Norwegian museum director and art historian

Peter Martin Anker (22 August 1927 – 22 December 2012) was a Norwegian museum director, art historian and critic.

==Personal life==
He was born in Bergen as a son of chief physician Herman Anker (1901–1970) and Charlotte Amalie Meyer (1897–1985). He was married to Liv Løberg (1932–1986), but the marriage was dissolved. From October 1973 he was married to Inger Kiær, a daughter of Herman L. Løvenskiold, but that marriage was dissolved too.

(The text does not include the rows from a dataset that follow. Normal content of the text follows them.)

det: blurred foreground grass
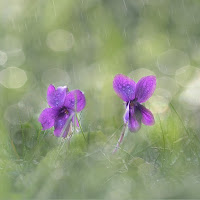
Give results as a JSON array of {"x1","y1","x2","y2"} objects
[
  {"x1": 0, "y1": 104, "x2": 200, "y2": 199},
  {"x1": 0, "y1": 0, "x2": 200, "y2": 199}
]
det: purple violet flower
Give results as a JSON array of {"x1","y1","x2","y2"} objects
[
  {"x1": 113, "y1": 74, "x2": 156, "y2": 132},
  {"x1": 38, "y1": 85, "x2": 86, "y2": 137}
]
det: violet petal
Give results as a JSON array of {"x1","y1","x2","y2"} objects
[
  {"x1": 64, "y1": 90, "x2": 86, "y2": 112},
  {"x1": 72, "y1": 116, "x2": 80, "y2": 127},
  {"x1": 113, "y1": 74, "x2": 136, "y2": 102},
  {"x1": 135, "y1": 76, "x2": 156, "y2": 103},
  {"x1": 54, "y1": 115, "x2": 71, "y2": 137}
]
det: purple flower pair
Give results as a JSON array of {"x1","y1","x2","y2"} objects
[
  {"x1": 39, "y1": 85, "x2": 86, "y2": 137},
  {"x1": 39, "y1": 74, "x2": 156, "y2": 139}
]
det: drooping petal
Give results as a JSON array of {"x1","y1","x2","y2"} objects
[
  {"x1": 124, "y1": 103, "x2": 129, "y2": 124},
  {"x1": 47, "y1": 85, "x2": 68, "y2": 107},
  {"x1": 128, "y1": 106, "x2": 141, "y2": 132},
  {"x1": 54, "y1": 115, "x2": 71, "y2": 137},
  {"x1": 135, "y1": 76, "x2": 156, "y2": 103},
  {"x1": 139, "y1": 105, "x2": 155, "y2": 126},
  {"x1": 64, "y1": 90, "x2": 86, "y2": 112},
  {"x1": 72, "y1": 116, "x2": 80, "y2": 127},
  {"x1": 113, "y1": 74, "x2": 136, "y2": 102},
  {"x1": 38, "y1": 108, "x2": 58, "y2": 130}
]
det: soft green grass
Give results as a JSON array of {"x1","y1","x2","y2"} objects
[{"x1": 0, "y1": 105, "x2": 200, "y2": 199}]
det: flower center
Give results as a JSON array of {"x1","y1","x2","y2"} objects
[
  {"x1": 130, "y1": 98, "x2": 137, "y2": 107},
  {"x1": 60, "y1": 107, "x2": 69, "y2": 115}
]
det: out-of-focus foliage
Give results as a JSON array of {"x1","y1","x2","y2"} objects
[{"x1": 0, "y1": 0, "x2": 200, "y2": 199}]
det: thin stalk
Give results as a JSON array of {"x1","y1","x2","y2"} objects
[
  {"x1": 113, "y1": 123, "x2": 127, "y2": 154},
  {"x1": 76, "y1": 114, "x2": 87, "y2": 142}
]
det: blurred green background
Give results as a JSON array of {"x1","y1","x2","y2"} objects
[{"x1": 0, "y1": 0, "x2": 200, "y2": 199}]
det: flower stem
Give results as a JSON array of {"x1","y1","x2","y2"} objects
[
  {"x1": 113, "y1": 123, "x2": 127, "y2": 154},
  {"x1": 76, "y1": 114, "x2": 87, "y2": 142}
]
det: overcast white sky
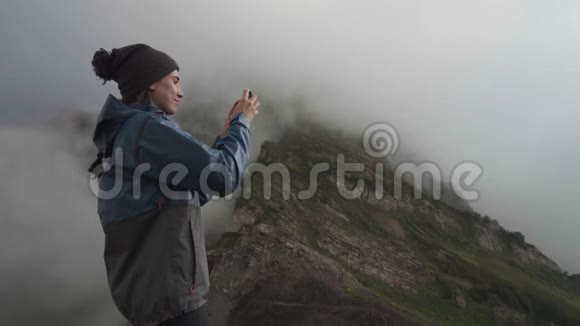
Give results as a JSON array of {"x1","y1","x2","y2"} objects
[{"x1": 0, "y1": 0, "x2": 580, "y2": 282}]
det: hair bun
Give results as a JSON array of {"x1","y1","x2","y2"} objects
[{"x1": 91, "y1": 48, "x2": 115, "y2": 85}]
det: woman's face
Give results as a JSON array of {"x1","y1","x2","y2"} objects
[{"x1": 149, "y1": 70, "x2": 183, "y2": 115}]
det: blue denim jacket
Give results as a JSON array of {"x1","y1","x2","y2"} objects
[{"x1": 93, "y1": 95, "x2": 250, "y2": 326}]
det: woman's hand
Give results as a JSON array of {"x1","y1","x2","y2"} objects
[{"x1": 220, "y1": 88, "x2": 262, "y2": 138}]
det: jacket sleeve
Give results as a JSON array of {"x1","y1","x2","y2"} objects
[{"x1": 137, "y1": 112, "x2": 250, "y2": 205}]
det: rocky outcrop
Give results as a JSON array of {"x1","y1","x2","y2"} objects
[{"x1": 511, "y1": 243, "x2": 561, "y2": 272}]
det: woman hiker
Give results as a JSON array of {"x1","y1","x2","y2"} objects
[{"x1": 89, "y1": 44, "x2": 260, "y2": 326}]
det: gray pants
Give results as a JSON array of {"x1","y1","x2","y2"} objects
[{"x1": 158, "y1": 304, "x2": 209, "y2": 326}]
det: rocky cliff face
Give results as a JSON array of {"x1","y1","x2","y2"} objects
[{"x1": 209, "y1": 128, "x2": 580, "y2": 325}]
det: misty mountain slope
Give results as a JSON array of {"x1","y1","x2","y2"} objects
[{"x1": 209, "y1": 127, "x2": 580, "y2": 325}]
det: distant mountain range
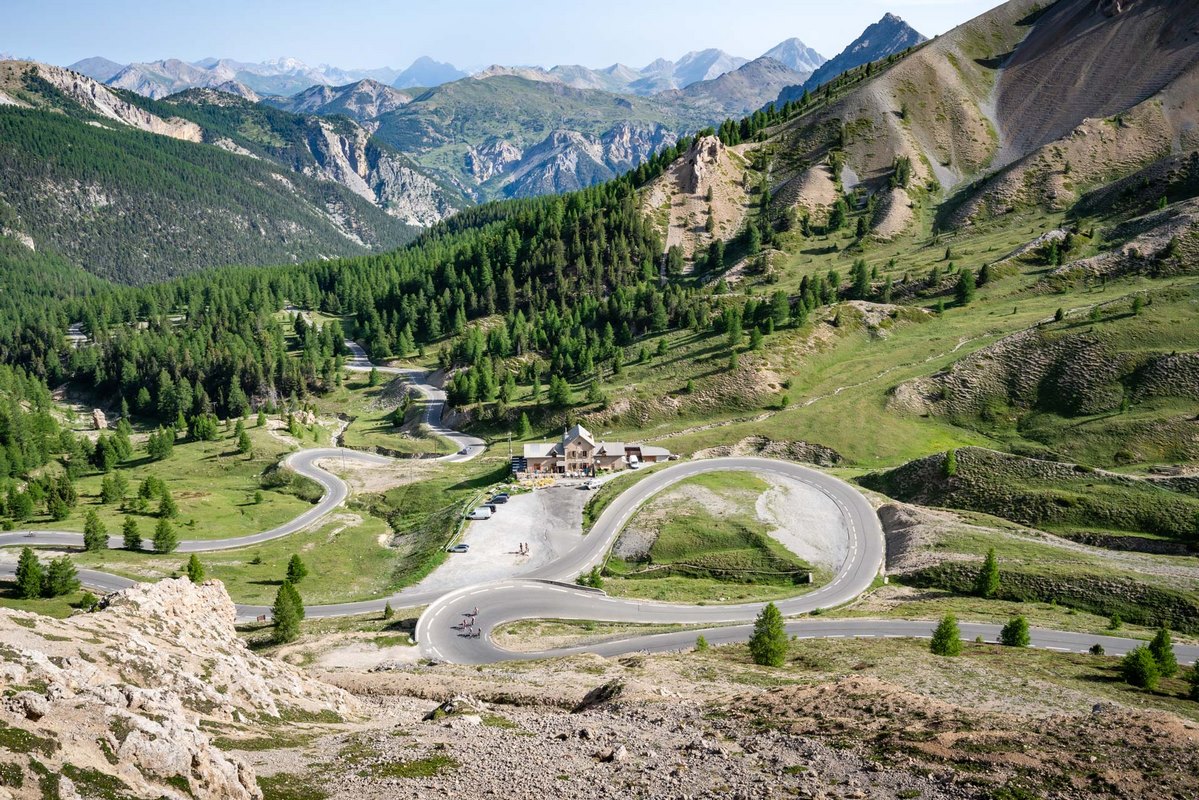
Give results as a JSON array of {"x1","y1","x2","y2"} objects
[
  {"x1": 68, "y1": 38, "x2": 825, "y2": 100},
  {"x1": 778, "y1": 13, "x2": 928, "y2": 103},
  {"x1": 28, "y1": 14, "x2": 923, "y2": 231},
  {"x1": 0, "y1": 61, "x2": 470, "y2": 282}
]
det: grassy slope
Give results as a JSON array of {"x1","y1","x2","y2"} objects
[
  {"x1": 20, "y1": 421, "x2": 311, "y2": 539},
  {"x1": 604, "y1": 473, "x2": 811, "y2": 602}
]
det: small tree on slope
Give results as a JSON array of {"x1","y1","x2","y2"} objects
[
  {"x1": 975, "y1": 547, "x2": 999, "y2": 597},
  {"x1": 999, "y1": 614, "x2": 1031, "y2": 648},
  {"x1": 1149, "y1": 625, "x2": 1179, "y2": 678},
  {"x1": 83, "y1": 509, "x2": 108, "y2": 552},
  {"x1": 928, "y1": 614, "x2": 962, "y2": 657},
  {"x1": 17, "y1": 547, "x2": 42, "y2": 600},
  {"x1": 183, "y1": 553, "x2": 204, "y2": 583},
  {"x1": 288, "y1": 553, "x2": 308, "y2": 585},
  {"x1": 749, "y1": 603, "x2": 787, "y2": 667},
  {"x1": 271, "y1": 581, "x2": 303, "y2": 644},
  {"x1": 1120, "y1": 644, "x2": 1161, "y2": 691}
]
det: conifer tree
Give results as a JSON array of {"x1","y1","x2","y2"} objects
[
  {"x1": 183, "y1": 553, "x2": 204, "y2": 583},
  {"x1": 17, "y1": 547, "x2": 43, "y2": 600},
  {"x1": 42, "y1": 555, "x2": 79, "y2": 597},
  {"x1": 83, "y1": 509, "x2": 108, "y2": 552},
  {"x1": 1120, "y1": 644, "x2": 1162, "y2": 691},
  {"x1": 928, "y1": 614, "x2": 962, "y2": 657},
  {"x1": 153, "y1": 517, "x2": 179, "y2": 553},
  {"x1": 975, "y1": 547, "x2": 999, "y2": 597},
  {"x1": 288, "y1": 553, "x2": 308, "y2": 584},
  {"x1": 121, "y1": 517, "x2": 141, "y2": 551},
  {"x1": 749, "y1": 603, "x2": 787, "y2": 667},
  {"x1": 999, "y1": 614, "x2": 1031, "y2": 648},
  {"x1": 1149, "y1": 625, "x2": 1179, "y2": 678}
]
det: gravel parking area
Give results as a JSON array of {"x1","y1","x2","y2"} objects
[
  {"x1": 418, "y1": 486, "x2": 591, "y2": 590},
  {"x1": 755, "y1": 475, "x2": 849, "y2": 570}
]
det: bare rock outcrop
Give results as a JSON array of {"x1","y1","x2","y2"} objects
[{"x1": 0, "y1": 578, "x2": 357, "y2": 799}]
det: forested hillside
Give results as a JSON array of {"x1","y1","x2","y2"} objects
[{"x1": 0, "y1": 108, "x2": 411, "y2": 283}]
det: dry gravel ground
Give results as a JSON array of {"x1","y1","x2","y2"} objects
[
  {"x1": 417, "y1": 486, "x2": 591, "y2": 591},
  {"x1": 236, "y1": 642, "x2": 1199, "y2": 800}
]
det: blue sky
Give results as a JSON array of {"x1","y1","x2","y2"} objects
[{"x1": 0, "y1": 0, "x2": 999, "y2": 68}]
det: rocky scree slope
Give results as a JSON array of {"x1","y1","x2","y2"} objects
[{"x1": 0, "y1": 578, "x2": 357, "y2": 799}]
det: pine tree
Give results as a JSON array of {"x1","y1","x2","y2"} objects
[
  {"x1": 288, "y1": 553, "x2": 308, "y2": 584},
  {"x1": 42, "y1": 555, "x2": 79, "y2": 597},
  {"x1": 121, "y1": 517, "x2": 141, "y2": 551},
  {"x1": 954, "y1": 269, "x2": 975, "y2": 306},
  {"x1": 153, "y1": 517, "x2": 179, "y2": 553},
  {"x1": 1149, "y1": 625, "x2": 1179, "y2": 678},
  {"x1": 271, "y1": 581, "x2": 303, "y2": 644},
  {"x1": 183, "y1": 553, "x2": 204, "y2": 583},
  {"x1": 975, "y1": 547, "x2": 999, "y2": 597},
  {"x1": 928, "y1": 614, "x2": 962, "y2": 657},
  {"x1": 1120, "y1": 644, "x2": 1162, "y2": 691},
  {"x1": 999, "y1": 614, "x2": 1031, "y2": 648},
  {"x1": 749, "y1": 603, "x2": 787, "y2": 667},
  {"x1": 83, "y1": 509, "x2": 108, "y2": 552},
  {"x1": 17, "y1": 547, "x2": 43, "y2": 600}
]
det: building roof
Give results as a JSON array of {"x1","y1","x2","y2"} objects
[
  {"x1": 562, "y1": 425, "x2": 596, "y2": 445},
  {"x1": 525, "y1": 441, "x2": 558, "y2": 458}
]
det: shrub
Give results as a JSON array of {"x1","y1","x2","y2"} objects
[
  {"x1": 749, "y1": 603, "x2": 787, "y2": 667},
  {"x1": 1120, "y1": 645, "x2": 1161, "y2": 691},
  {"x1": 928, "y1": 614, "x2": 962, "y2": 657},
  {"x1": 999, "y1": 614, "x2": 1031, "y2": 648}
]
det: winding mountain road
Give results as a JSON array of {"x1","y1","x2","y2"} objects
[
  {"x1": 345, "y1": 339, "x2": 487, "y2": 463},
  {"x1": 0, "y1": 350, "x2": 1199, "y2": 663}
]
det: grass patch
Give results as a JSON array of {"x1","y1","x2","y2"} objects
[
  {"x1": 258, "y1": 772, "x2": 329, "y2": 800},
  {"x1": 20, "y1": 420, "x2": 311, "y2": 539}
]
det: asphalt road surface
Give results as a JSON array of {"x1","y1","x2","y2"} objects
[
  {"x1": 345, "y1": 339, "x2": 487, "y2": 462},
  {"x1": 0, "y1": 376, "x2": 1199, "y2": 663}
]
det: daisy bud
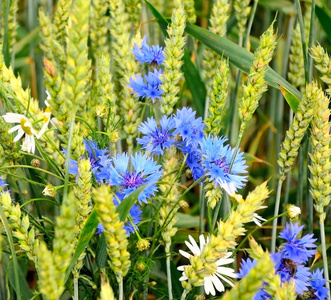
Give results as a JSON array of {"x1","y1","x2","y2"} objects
[
  {"x1": 31, "y1": 159, "x2": 40, "y2": 168},
  {"x1": 286, "y1": 204, "x2": 301, "y2": 219},
  {"x1": 137, "y1": 239, "x2": 150, "y2": 251}
]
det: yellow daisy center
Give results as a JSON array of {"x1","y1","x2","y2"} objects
[{"x1": 20, "y1": 118, "x2": 32, "y2": 135}]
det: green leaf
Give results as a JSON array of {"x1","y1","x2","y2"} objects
[
  {"x1": 65, "y1": 209, "x2": 99, "y2": 281},
  {"x1": 116, "y1": 185, "x2": 146, "y2": 222},
  {"x1": 95, "y1": 234, "x2": 108, "y2": 269},
  {"x1": 278, "y1": 84, "x2": 300, "y2": 111},
  {"x1": 185, "y1": 24, "x2": 302, "y2": 112},
  {"x1": 315, "y1": 5, "x2": 331, "y2": 43},
  {"x1": 0, "y1": 206, "x2": 22, "y2": 300},
  {"x1": 146, "y1": 1, "x2": 207, "y2": 116}
]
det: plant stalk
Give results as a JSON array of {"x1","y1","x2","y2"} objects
[{"x1": 271, "y1": 178, "x2": 283, "y2": 253}]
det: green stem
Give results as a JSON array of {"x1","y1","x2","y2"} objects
[
  {"x1": 166, "y1": 250, "x2": 173, "y2": 300},
  {"x1": 74, "y1": 276, "x2": 79, "y2": 300},
  {"x1": 320, "y1": 215, "x2": 331, "y2": 300},
  {"x1": 233, "y1": 212, "x2": 287, "y2": 254},
  {"x1": 295, "y1": 0, "x2": 309, "y2": 83},
  {"x1": 0, "y1": 206, "x2": 21, "y2": 300},
  {"x1": 63, "y1": 117, "x2": 75, "y2": 199},
  {"x1": 308, "y1": 0, "x2": 315, "y2": 82},
  {"x1": 271, "y1": 178, "x2": 284, "y2": 253},
  {"x1": 117, "y1": 276, "x2": 124, "y2": 300}
]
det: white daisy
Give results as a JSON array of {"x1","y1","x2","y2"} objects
[
  {"x1": 2, "y1": 113, "x2": 37, "y2": 153},
  {"x1": 177, "y1": 234, "x2": 237, "y2": 296}
]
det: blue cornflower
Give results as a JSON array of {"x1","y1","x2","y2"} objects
[
  {"x1": 309, "y1": 269, "x2": 328, "y2": 300},
  {"x1": 132, "y1": 36, "x2": 164, "y2": 65},
  {"x1": 187, "y1": 147, "x2": 204, "y2": 180},
  {"x1": 271, "y1": 252, "x2": 311, "y2": 295},
  {"x1": 279, "y1": 223, "x2": 317, "y2": 264},
  {"x1": 237, "y1": 258, "x2": 271, "y2": 300},
  {"x1": 128, "y1": 69, "x2": 163, "y2": 103},
  {"x1": 200, "y1": 136, "x2": 247, "y2": 191},
  {"x1": 104, "y1": 153, "x2": 163, "y2": 203},
  {"x1": 137, "y1": 116, "x2": 175, "y2": 154},
  {"x1": 174, "y1": 107, "x2": 204, "y2": 147},
  {"x1": 95, "y1": 193, "x2": 141, "y2": 235}
]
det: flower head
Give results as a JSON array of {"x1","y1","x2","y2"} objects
[
  {"x1": 102, "y1": 153, "x2": 162, "y2": 203},
  {"x1": 279, "y1": 223, "x2": 317, "y2": 264},
  {"x1": 177, "y1": 235, "x2": 237, "y2": 296},
  {"x1": 271, "y1": 252, "x2": 311, "y2": 295},
  {"x1": 200, "y1": 136, "x2": 247, "y2": 192},
  {"x1": 2, "y1": 113, "x2": 37, "y2": 153},
  {"x1": 128, "y1": 69, "x2": 163, "y2": 103},
  {"x1": 137, "y1": 116, "x2": 175, "y2": 154},
  {"x1": 309, "y1": 269, "x2": 328, "y2": 300},
  {"x1": 132, "y1": 36, "x2": 164, "y2": 65}
]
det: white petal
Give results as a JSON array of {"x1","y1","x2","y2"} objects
[
  {"x1": 217, "y1": 267, "x2": 237, "y2": 278},
  {"x1": 203, "y1": 276, "x2": 216, "y2": 296},
  {"x1": 179, "y1": 250, "x2": 192, "y2": 259},
  {"x1": 199, "y1": 234, "x2": 206, "y2": 251},
  {"x1": 13, "y1": 129, "x2": 24, "y2": 143},
  {"x1": 8, "y1": 125, "x2": 22, "y2": 133},
  {"x1": 215, "y1": 272, "x2": 234, "y2": 286},
  {"x1": 185, "y1": 235, "x2": 201, "y2": 255},
  {"x1": 211, "y1": 275, "x2": 225, "y2": 292}
]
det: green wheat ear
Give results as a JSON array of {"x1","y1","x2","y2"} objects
[{"x1": 160, "y1": 5, "x2": 186, "y2": 115}]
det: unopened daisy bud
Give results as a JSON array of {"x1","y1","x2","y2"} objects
[
  {"x1": 179, "y1": 200, "x2": 190, "y2": 208},
  {"x1": 278, "y1": 84, "x2": 317, "y2": 180},
  {"x1": 136, "y1": 262, "x2": 147, "y2": 272},
  {"x1": 239, "y1": 24, "x2": 277, "y2": 127},
  {"x1": 136, "y1": 239, "x2": 150, "y2": 251},
  {"x1": 42, "y1": 183, "x2": 56, "y2": 198},
  {"x1": 100, "y1": 280, "x2": 116, "y2": 300},
  {"x1": 31, "y1": 158, "x2": 40, "y2": 168},
  {"x1": 160, "y1": 5, "x2": 186, "y2": 115},
  {"x1": 286, "y1": 204, "x2": 301, "y2": 219}
]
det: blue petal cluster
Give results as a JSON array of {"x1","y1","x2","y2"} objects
[
  {"x1": 137, "y1": 116, "x2": 175, "y2": 155},
  {"x1": 101, "y1": 153, "x2": 163, "y2": 203},
  {"x1": 279, "y1": 223, "x2": 317, "y2": 264},
  {"x1": 201, "y1": 136, "x2": 247, "y2": 190},
  {"x1": 128, "y1": 69, "x2": 163, "y2": 103},
  {"x1": 238, "y1": 223, "x2": 328, "y2": 300},
  {"x1": 132, "y1": 35, "x2": 164, "y2": 65}
]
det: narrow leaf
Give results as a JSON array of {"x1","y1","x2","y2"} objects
[
  {"x1": 65, "y1": 209, "x2": 99, "y2": 281},
  {"x1": 278, "y1": 84, "x2": 300, "y2": 111},
  {"x1": 315, "y1": 5, "x2": 331, "y2": 42},
  {"x1": 185, "y1": 24, "x2": 302, "y2": 112}
]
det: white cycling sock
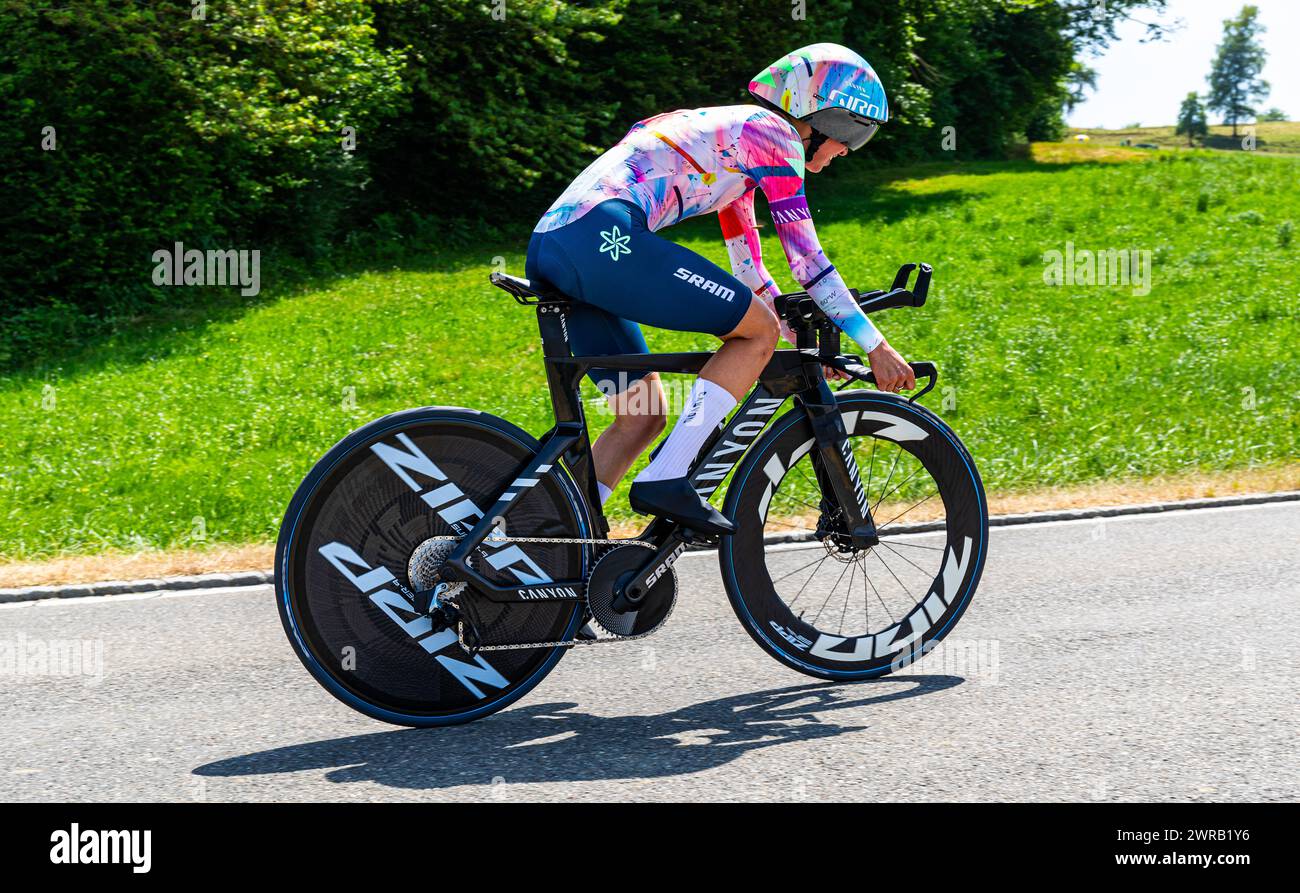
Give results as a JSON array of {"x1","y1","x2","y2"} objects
[{"x1": 637, "y1": 378, "x2": 736, "y2": 481}]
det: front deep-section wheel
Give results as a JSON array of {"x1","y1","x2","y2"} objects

In April 1987 he married his third wife, Inger-Johanne Brautaset.

==Career==
He finished his secondary education at Bergen Cathedral School in 1946. He enrolled at the Norwegian National Academy of Craft and Art Industry, and then in art history at the University of Oslo in 1948. He took the mag.art. degree (PhD equivalent) 1954 with a thesis about the frescos in Sant'Angelo in Formis. He worked for Landslaget Kunst i Skolen from 1954 to 1957, as a curator for the Norwegian Museum of Cultural History from 1958 to 1965 and director of Vestlandske Kunstindustrimuseum from 1965 to 1994. He was a lecturer at the University of Bergen from 1971.

Books include L'Art Scandinave (volume 1, 1969), Norsk middelalderkunst (1970, with István Rácz), Norsk folkekunst (1975, with István Rácz) and Folkekunst i Norge (1975). He participated in the editorial committee for the seven-volume work Norges kunsthistorie, released in 1983. He was also an art critic. He published his first criticism before finishing secondary school, and via the Academy of Craft and Art Industry newspaper Acantus he wrote in national outlets such as Kunsten i dag and Dagbladet. From 1961 to 1965 he worked part-time as an art critic in Arbeiderbladet.